The Leitz Elmarit-C 40mm 2.8. A Leica Lens Not Good Enough For Minolta

imageThe Leitz Elmarit-C 40mm f2.8 is a peculiar lens in the history of Leica optics.  Leitz intended the Elmarit-C to be paired with the Leica CL, itself a joint venture with Minolta that was to produce the compact “Baby M” Leica CL and Leitz Minolta CL, the same camera offered by both companies with differing engravings, between 1973 and 1976. The bodies themselves, be they labelled Leica or Minolta, were to be designed by Leitz and built by Minolta in Japan. Leitz, pulling rank with their reputation as the premium optical manufacturer, were tasked with designing the optics for both the German and Japanese iterations of the camera.

Designed by Leitz, the lenses themselves were to be built by each company to identical spec, either in Germany for the Leica or in Japan for the Leitz Minolta. Leitz designed and proposed the Elmarit-C 40mm 2.8 as the standard lens. Minolta, upon receiving the prototype, came to the awkward conclusion that the lens was a dog, not up to Minolta standards, and requested Leitz to submit a redesign. Leitz reconsidered, recalibrated, and submitted the Summicron-C 40mm f2, a wonderful lens that holds its own to this day.

The barrel design of the Elmarit-C is similar to the Summicron-C 40mm f2 but is shorter in length, making focus and aperture setting even more difficult than it is on the Summicron. To fix this the Elmarit-C 40mm f2.8 featured a tab for both the focusing and aperture ring. The lens also stopped down to f22, unusual for a Leitz designed lens. Aside from that it was pretty much the same lens as the Summicron-C except for its optical quality. The lens is soft close up at any aperture but becomes less noticeable at further distances when stopped down to f5.6 or slower. Contrast is also very low wide open.

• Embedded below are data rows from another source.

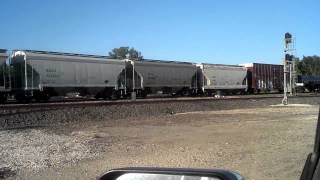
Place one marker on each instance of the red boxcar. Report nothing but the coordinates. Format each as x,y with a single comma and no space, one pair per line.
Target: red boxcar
264,77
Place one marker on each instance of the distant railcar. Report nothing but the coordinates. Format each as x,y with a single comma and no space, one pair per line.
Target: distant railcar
264,77
168,77
41,74
4,76
310,83
221,79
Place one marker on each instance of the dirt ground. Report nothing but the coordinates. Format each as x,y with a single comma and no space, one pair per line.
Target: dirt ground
260,144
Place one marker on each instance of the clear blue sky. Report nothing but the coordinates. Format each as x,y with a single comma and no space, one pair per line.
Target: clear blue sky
214,31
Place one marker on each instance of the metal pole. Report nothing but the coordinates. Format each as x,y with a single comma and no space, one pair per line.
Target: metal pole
125,79
285,98
290,76
133,95
25,72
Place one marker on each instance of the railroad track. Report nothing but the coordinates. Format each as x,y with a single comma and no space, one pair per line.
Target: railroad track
79,103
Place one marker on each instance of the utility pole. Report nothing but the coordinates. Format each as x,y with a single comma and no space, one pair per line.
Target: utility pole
288,68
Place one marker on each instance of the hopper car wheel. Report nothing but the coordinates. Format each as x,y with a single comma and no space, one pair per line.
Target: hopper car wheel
41,96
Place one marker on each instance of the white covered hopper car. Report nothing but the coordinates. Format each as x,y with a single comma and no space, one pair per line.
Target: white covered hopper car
222,79
41,74
169,77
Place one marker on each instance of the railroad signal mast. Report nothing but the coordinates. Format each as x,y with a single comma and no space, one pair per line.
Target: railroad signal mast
289,73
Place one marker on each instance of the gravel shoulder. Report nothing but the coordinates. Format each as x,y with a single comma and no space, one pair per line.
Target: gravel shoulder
260,143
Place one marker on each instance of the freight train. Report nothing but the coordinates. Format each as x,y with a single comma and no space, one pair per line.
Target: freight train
39,75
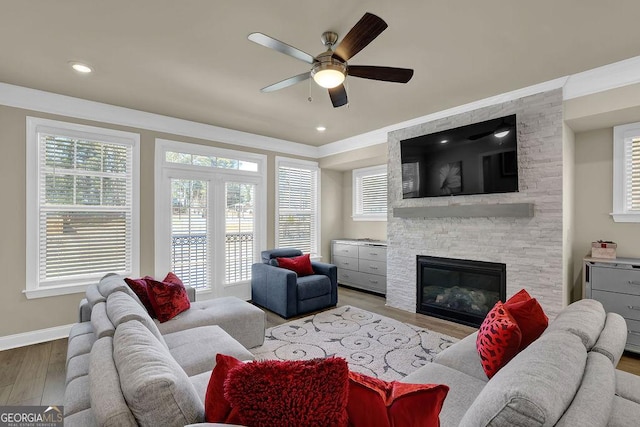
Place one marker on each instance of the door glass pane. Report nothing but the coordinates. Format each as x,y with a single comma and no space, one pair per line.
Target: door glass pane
239,231
190,256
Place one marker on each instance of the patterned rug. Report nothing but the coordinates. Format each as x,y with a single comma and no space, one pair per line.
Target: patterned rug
372,344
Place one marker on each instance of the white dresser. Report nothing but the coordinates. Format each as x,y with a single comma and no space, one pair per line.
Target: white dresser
361,263
616,284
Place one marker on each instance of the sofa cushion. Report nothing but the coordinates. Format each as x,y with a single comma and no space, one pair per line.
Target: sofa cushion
613,338
313,286
376,403
168,298
243,321
300,264
529,316
107,401
139,287
102,326
195,349
463,389
593,402
156,389
121,308
584,318
628,385
280,393
498,339
463,357
525,392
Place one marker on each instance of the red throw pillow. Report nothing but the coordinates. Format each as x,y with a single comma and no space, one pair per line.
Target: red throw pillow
139,287
167,298
217,408
300,264
498,339
310,393
529,316
377,403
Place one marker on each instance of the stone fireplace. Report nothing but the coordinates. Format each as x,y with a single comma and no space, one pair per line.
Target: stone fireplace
459,290
531,247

The change from the Elmarit to the Summicron happened so late in production that about 400 examples of the slower Elmarit-C f2.8 lens had already been manufactured by Leitz; stuck with them,  Leitz gave them to their employees. Infrequently one will appear on the collectors’ market, a rare and unusual piece of Leica history. That doesn’t mean you should buy one. It is, by all accounts, a terrible lens optically. If you are looking for a compact 40mm M mount lens to use, the standard CL Summicron-C 40mm f2 lens is just fine, as is the faster Voigtlander Nokton 40mm f1.4 for about the same price. The only reason to get the Elmarit-C 40mm f2.8 lens is if you are a collector. It was never offered commercially, making it catnip for Leica collectors as it is obscure, hard to find and no one knows precisely how many exist. Other than wanting it to sit nicely on your display case there is no reason to put it on a camera. Even Minolta agrees.